On March 18, the XRP market showed two highly significant signals. First, the U.S. Securities and Exchange Commission (SEC) Chair Gary Gensler announced that XRP is classified as a “digital commodity,” ending years of regulatory uncertainty; second, Coinbase’s XRP spot order book displayed a 9:1 buy-sell ratio within the 50% price range around $1.50, the strongest bullish signal in nearly 12 months.
Gensler stated at the summit: “The SEC’s long-standing failure to provide clear answers on this issue is over.” This declaration ends years of legal debate over XRP’s regulatory status, with Ripple previously settling with the SEC for $50 million over unregistered securities sales.
According to the SEC’s 68-page guidance document, crypto assets are categorized into four types:
Digital Commodities: Bitcoin, Ethereum, XRP, Solana, Dogecoin — these assets are not regulated as securities under federal law.
Digital Collectibles: Tokens with uniqueness and collectible value.
Digital Tools: Tokens with specific platform functions or use cases.
Payment Stablecoins: Stablecoins pegged to fiat currencies.
Gensler also emphasized key limitations: even if a crypto asset itself is not a security, it may still be subject to federal securities laws if offered or sold as part of an “investment contract.” Miller Whitehouse-Levine, CEO of the Solana Policy Institute, pointed out: “The real focus is on analyzing investment contracts, not just token classification.”
Notably, Gensler stressed: “Only Congress can pass comprehensive market structure legislation to ensure that regulation in this space stands the test of time.” The current SEC chair’s interpretive statement can be overturned by the next chair, and legislation remains the ultimate safeguard. Senate Banking Committee Chair Tim Scott indicated that an update draft of the CLARITY Act is expected to be released this week.
(Source: Trading View)
While regulatory news has driven market sentiment, technical signals have also appeared. Data from order book analyst Dom shows that in Coinbase’s spot market, XRP currently has a buy-sell ratio of 9:1 within the 50% price range around $1.50 — meaning for every $1 in sell orders, there are $9 in buy orders.
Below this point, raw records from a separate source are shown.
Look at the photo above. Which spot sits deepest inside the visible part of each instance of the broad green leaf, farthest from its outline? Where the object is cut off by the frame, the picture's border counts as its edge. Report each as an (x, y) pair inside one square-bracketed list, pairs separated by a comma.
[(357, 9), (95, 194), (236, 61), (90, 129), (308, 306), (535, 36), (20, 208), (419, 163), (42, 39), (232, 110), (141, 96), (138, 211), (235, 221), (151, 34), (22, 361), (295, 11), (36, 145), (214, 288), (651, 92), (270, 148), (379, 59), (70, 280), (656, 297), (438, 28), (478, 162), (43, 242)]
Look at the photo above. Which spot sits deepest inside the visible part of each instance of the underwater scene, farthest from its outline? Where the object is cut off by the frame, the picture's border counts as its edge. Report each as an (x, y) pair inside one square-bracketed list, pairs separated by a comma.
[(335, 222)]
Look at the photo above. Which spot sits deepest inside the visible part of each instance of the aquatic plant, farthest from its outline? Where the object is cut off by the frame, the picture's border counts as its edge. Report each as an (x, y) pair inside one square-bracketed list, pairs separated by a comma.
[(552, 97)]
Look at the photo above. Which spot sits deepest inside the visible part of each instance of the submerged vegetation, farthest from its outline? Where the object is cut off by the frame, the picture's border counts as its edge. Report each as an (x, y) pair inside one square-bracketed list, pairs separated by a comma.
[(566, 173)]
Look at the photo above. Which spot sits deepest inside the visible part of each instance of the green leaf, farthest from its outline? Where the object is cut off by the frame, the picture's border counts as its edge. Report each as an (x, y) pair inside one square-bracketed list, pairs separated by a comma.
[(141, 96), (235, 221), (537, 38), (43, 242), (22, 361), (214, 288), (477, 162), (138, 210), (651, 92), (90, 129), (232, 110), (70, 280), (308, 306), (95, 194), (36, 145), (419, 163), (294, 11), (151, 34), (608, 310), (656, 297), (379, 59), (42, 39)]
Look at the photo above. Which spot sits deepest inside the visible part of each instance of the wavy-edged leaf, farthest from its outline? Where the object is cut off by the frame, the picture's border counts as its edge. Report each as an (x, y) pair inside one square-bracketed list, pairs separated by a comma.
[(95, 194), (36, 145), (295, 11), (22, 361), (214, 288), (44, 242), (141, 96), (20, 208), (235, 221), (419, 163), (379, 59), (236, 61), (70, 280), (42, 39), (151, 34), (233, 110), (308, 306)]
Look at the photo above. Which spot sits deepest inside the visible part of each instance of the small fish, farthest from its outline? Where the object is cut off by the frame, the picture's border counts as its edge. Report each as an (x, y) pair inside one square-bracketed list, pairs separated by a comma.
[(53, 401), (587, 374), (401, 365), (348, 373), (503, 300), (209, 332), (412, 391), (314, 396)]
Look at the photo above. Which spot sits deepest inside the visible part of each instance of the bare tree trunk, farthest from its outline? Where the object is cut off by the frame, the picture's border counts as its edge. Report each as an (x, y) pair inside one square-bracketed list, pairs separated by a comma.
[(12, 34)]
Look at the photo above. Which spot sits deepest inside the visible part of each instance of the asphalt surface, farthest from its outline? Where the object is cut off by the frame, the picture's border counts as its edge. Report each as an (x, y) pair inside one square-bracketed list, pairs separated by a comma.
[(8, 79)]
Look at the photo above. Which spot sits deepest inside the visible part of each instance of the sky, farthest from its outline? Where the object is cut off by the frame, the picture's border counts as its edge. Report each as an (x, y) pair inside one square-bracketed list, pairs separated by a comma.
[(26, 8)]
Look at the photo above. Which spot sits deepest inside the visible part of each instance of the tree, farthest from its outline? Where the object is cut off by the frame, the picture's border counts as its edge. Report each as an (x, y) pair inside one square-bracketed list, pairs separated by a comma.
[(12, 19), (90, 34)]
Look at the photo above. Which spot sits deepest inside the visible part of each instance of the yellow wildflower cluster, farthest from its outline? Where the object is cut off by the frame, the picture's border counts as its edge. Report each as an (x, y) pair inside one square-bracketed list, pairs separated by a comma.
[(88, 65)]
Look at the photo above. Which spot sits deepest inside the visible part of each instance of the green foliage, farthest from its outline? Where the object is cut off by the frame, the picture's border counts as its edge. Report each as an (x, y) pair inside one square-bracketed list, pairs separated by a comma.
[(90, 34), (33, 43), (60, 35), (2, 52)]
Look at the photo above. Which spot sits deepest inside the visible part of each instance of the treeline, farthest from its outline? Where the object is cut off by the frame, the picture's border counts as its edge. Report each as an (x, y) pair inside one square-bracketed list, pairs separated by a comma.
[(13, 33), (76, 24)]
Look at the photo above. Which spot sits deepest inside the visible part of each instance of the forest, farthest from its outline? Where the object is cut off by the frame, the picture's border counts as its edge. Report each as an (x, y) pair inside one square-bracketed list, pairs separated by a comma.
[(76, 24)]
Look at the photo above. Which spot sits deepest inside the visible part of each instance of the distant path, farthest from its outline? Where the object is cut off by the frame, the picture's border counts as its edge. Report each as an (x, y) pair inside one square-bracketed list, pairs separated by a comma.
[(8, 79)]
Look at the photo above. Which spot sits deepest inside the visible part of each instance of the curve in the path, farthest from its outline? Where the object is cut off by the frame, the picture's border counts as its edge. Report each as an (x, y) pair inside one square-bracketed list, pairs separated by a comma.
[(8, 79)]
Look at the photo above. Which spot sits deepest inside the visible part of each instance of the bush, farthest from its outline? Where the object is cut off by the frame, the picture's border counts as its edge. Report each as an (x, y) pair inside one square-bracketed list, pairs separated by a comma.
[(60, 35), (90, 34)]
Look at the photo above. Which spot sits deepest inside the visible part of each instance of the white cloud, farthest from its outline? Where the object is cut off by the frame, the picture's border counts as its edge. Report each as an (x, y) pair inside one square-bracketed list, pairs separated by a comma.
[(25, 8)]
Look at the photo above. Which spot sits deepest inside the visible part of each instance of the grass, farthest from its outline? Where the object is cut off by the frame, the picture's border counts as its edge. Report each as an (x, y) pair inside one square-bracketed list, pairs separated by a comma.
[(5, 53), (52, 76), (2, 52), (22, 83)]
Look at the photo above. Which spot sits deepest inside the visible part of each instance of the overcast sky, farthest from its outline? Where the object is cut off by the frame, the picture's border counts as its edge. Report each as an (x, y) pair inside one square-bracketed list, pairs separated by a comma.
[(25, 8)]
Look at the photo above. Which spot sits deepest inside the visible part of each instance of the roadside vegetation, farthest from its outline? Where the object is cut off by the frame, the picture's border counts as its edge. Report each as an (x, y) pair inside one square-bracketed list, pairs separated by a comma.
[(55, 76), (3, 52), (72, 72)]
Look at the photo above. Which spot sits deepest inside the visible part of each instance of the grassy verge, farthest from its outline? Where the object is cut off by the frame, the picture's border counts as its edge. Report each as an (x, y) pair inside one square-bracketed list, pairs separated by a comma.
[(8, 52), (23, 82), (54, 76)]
This ratio implies the following market conditions:
Normal Market: Buy-sell ratio around 1:1
Moderate Bull Market: Ratio around 2:1
Current XRP: 9:1, the strongest bullish tilt in Coinbase’s XRP spot market in nearly 12 months
Price Resistance Vacuum: Between $1.50 and $2.00, there are almost no large sell orders. If buying pressure continues, the least resistance path points toward $2.25.
This classification means that XRP spot trading is generally no longer directly regulated by SEC federal securities laws, significantly reducing compliance risks for related companies and providing a clearer legal basis for applications like XRP ETFs and other regulated financial products. For holders, it removes the biggest regulatory uncertainty previously faced, boosting institutional confidence.
Order book data reflect real-time supply and demand at a specific moment and are useful short-term market sentiment indicators, but they are not definitive trend signals. Orders can be withdrawn or added, and Coinbase is just one of many XRP trading venues. Technical analysts recommend combining this data with volume, RSI, and overall market conditions for a more comprehensive assessment, rather than relying solely on a single order book snapshot.
Technical analysts identify $1.50 as the current critical support level — if this holds during a retest, the first resistance is at $1.61, with potential higher targets at $1.90 and $2.20–$2.25 upon breakout. If $1.50 fails to hold, the primary support drops to $1.30, with further support at $1.12.